ОДИН ИЗ САМЫХ ИНТЕРЕСНЕЙШИХ НОМЕРОВ НАШЕЙ ПРОГРАММЫ!
С участием Петьки-Пары, Головёшки, Горшкова и Сусанны Кольчиковой

   Эх, не зря боялся Горшков цирка, не зря усиливал бдительность, не зря почти на каждом шагу ждал подвоха!
   Вот он осторожно вошёл в зрительный зал, чтобы случайно не попасть на глаза товарищу майору с супругой, а самому чтоб взглянуть: нравится им или нет.
   Хорошо бы – если бы не нравилось! Тогда бы после представления подошёл бы Горшков и сказал бы:
   – Теперь вы меня поймёте, товарищ майор. Каково мне здесь.
   – Понял, Горшков, понял, – ответил бы товарищ майор. – Бросай ты этот цирк немедленно и приходи работать ко мне, в уголовный розыск. Ты человек серьёзный, и не к лицу тебе цирковые штучки.
   Горшков улыбнулся своим мыслям, окинул взглядом зрительный зал и…
   Протёр глаза.
   «Задави меня грузовик, – подумал он, – если это не Головёшка! Нет, не Головёшка. Нет, Голове… нет… но…»
   Но тут милиционер увидел Петьку.
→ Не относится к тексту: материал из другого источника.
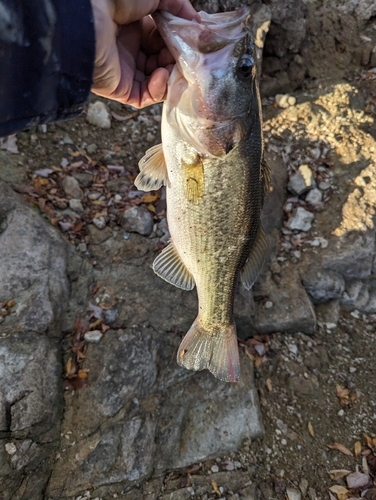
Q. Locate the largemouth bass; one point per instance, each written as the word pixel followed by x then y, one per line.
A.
pixel 211 162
Того самого, который вчера исчез из дому и которого не могут найти. (Не знал он, что в милицию уже сообщили о возвращении Петьки домой.)
   Кончился номер, следующий ещё не объявили.
   Оркестр заиграл весёлую польку.
   И Горшков шагнул через барьер.
   На арену.
   А Петька и Владик, вдруг увидев идущего прямо к ним милиционера, как люди, всегда в чём-нибудь виноватые, бросились бежать.
   В разные стороны.
   Вдоль барьера.
   Горшков дунул в свисток так, что чуть не заглушил оркестр.
   Публика дружно захохотала, подумав, что это – очередной клоунский номер. (Вы же помните, что Горшков был не меньше двух метров ростом, и его погоня за мальчишками никем всерьёз не воспринималась.)
   Бежать между барьером и первым рядом – значит, бежать по ногам зрителей.
   И мальчишки вспрыгнули на барьер.
   Они мчались навстречу друг другу.
   А милиционер уже расставил руки, намереваясь схватить обоих враз.
   Если бы Петька и Владик стукнулись лбами, лбы у них треснули бы.
   Поэтому мальчишки спрыгнули на арену и – два носа к одному – столкнулись с Горшковым.
   И нырнули – проскочили у него между ногами.
   Милиционер озирался: куда исчезли беглецы?
   Публика хохотала так, что было слышно на другом конце города.
   Тётеньки-контролёрши знали, что идёт не номер, а настоящая погоня.
   И они стали помогать Горшкову: не давали мальчишкам убежать с арены.
   А зрители подбадривали их возгласами.
   Горшков трёхметровыми шагами носился за Петькой и Владиком.
   То в одну сторону бросится, то
   .юугурд в
   Цирк!
   И неизвестно, сколько бы времени всё это продолжалось, если бы не Сусанна.
   Сначала она просто кричала, визжала и подпрыгивала на сиденье, а потом не выдержала.
   Перескочила через барьер.
   И подставила Петьке подножку.
   А Горшков поймал за шиворот Владика.
   А Сусанна, восторженно хихикая, взяла за шиворот бедного Петьку.
   Аплодисменты, как говорится, грянули.
   А когда через барьер перелезла младшая бабушка, зрители подумали, что сегодня их решили ухохотать.
   Горшков увёл ребят за кулисы. Бабушка увела Сусанну на место. Публика ещё долго не могла успокоиться.
   И Виктор с Лёлишной не могли успокоиться. Им не терпелось узнать, почему милиционер устроил погоню, которую зрители приняли за очень смешной номер.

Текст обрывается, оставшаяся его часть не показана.